Eweida & Ors v The United Kingdom (Applications nos. 48420/10, 59842/10, 51671/10 and 36516/10)

Conjoined appeals in four cases concerning alleged failures to protect the appellants' rights to manifest their religious belief either through dress or performance of services. One appeal succeeded, the others failed.

The applicants were complaining that the UK domestic law failed adequately to protect their right to manifest their religion. Two applicants, (1) a check-in worker for British Airways and (2) a nurse on a geriatric ward, were complaining specifically about restrictions placed by their employers on their wearing of a cross visibly around their necks. The other two, (3) a registrar for births, deaths and marriages employed by the local authority and (4) a counsellor working for Relate, complained specifically about sanctions taken against them by their employers as a result of their concerns about performing services which they considered to condone homosexual union.

In this judgment the ECHR sets out the full background to each application, the relevant domestic and international law, the parties' submissions and the general principles of Article 9 (freedom of thought, conscience and religion) and Article 14 (discrimination).

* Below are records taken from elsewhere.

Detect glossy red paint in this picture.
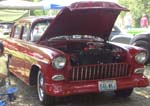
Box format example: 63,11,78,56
0,2,148,103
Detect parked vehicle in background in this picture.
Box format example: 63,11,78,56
130,32,150,65
0,22,14,38
0,1,148,105
109,25,133,44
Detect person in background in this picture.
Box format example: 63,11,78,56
124,13,132,30
0,42,8,86
140,14,148,28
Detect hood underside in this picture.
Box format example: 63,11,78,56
41,2,127,40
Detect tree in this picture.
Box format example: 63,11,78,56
118,0,150,27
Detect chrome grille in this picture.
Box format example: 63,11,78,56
69,63,129,81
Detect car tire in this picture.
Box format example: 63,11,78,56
37,71,55,106
115,88,133,97
131,40,150,65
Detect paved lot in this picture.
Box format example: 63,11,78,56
8,66,150,106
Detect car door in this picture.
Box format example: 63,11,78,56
7,24,24,78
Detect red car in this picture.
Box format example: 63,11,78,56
0,2,149,105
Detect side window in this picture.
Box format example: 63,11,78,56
14,25,22,39
22,24,30,40
31,21,49,41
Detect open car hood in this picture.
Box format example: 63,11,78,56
40,2,128,40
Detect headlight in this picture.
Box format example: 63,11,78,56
135,52,147,63
52,56,66,70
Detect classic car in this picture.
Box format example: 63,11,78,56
0,1,149,105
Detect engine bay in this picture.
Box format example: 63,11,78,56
49,37,125,66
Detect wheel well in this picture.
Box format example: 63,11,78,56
29,65,40,85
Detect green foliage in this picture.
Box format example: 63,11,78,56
118,0,150,27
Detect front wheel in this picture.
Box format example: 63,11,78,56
37,71,55,106
115,88,133,97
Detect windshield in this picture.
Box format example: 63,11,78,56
48,35,104,41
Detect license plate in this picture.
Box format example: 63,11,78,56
98,80,117,92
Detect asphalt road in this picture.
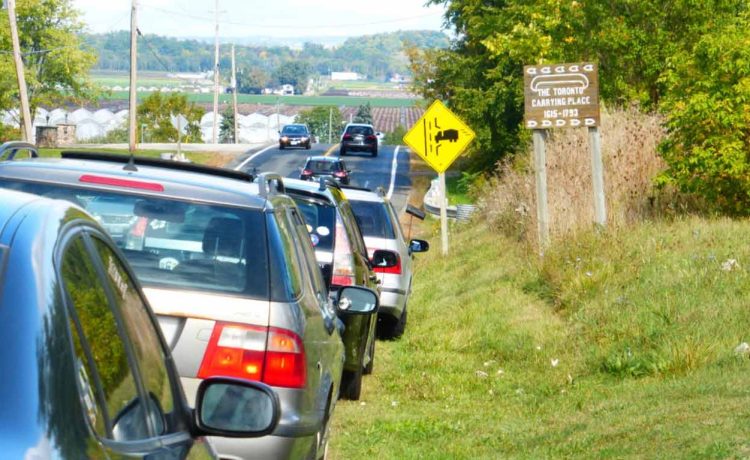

It then applies the principles to each of the applications as follows:

(1) the BA worker: they found that while the employers wish to maintain a corporate identity was legitimate, their response (in sending her home without pay until she complied with the dress code that prevented the wearing of the cross) was disproportionate. A subsequent change of dress code demonstrated that the prohibition was not crucial. Consequently they concluded that where there is no evidence of any real encroachment on the interests of others, the UK had failed sufficiently to protect the the applicant's right to manifest her religion, in breach of the positive obligation under Article 9.

(2) the nurse: the Court acknowledged that the applicant's right to manifest her religion by wearing her cross visibly "must weigh heavily in the balance". However, the reason given for asking her to remove it - the protection of health and safety on a hospital ward - was "inherently of a greater magnitude" than that which applied in respect of the BA worker. This was also an area where the domestic authorities must be allowed a wide margin of appreciation so it followed that the actions of the employer were not disproportionate.

(3) the registrar: the Court acknowledged that the local authority's requirement that all registrars of births, marriages and deaths also be designated as civil partnership registrars had a particularly detrimental impact on the applicant because of her religious beliefs and that this requirement was introduced after she had been appointed. However the local authority's policy sought to protect the Convention right of others and so could not be said to have exceeded the wide margin of appreciation available.

(4) the counsellor: the Court noted that an individual's decision to seek employment and responsibilities which  will knowingly have an impact on his freedom to manifest his religious belief is not determinative of when considering whether there has been an interference with Article 9 rights. However the most important factor was that the employer was seeking to implement a service without discrimination and again the margin of appreciation had not been breached.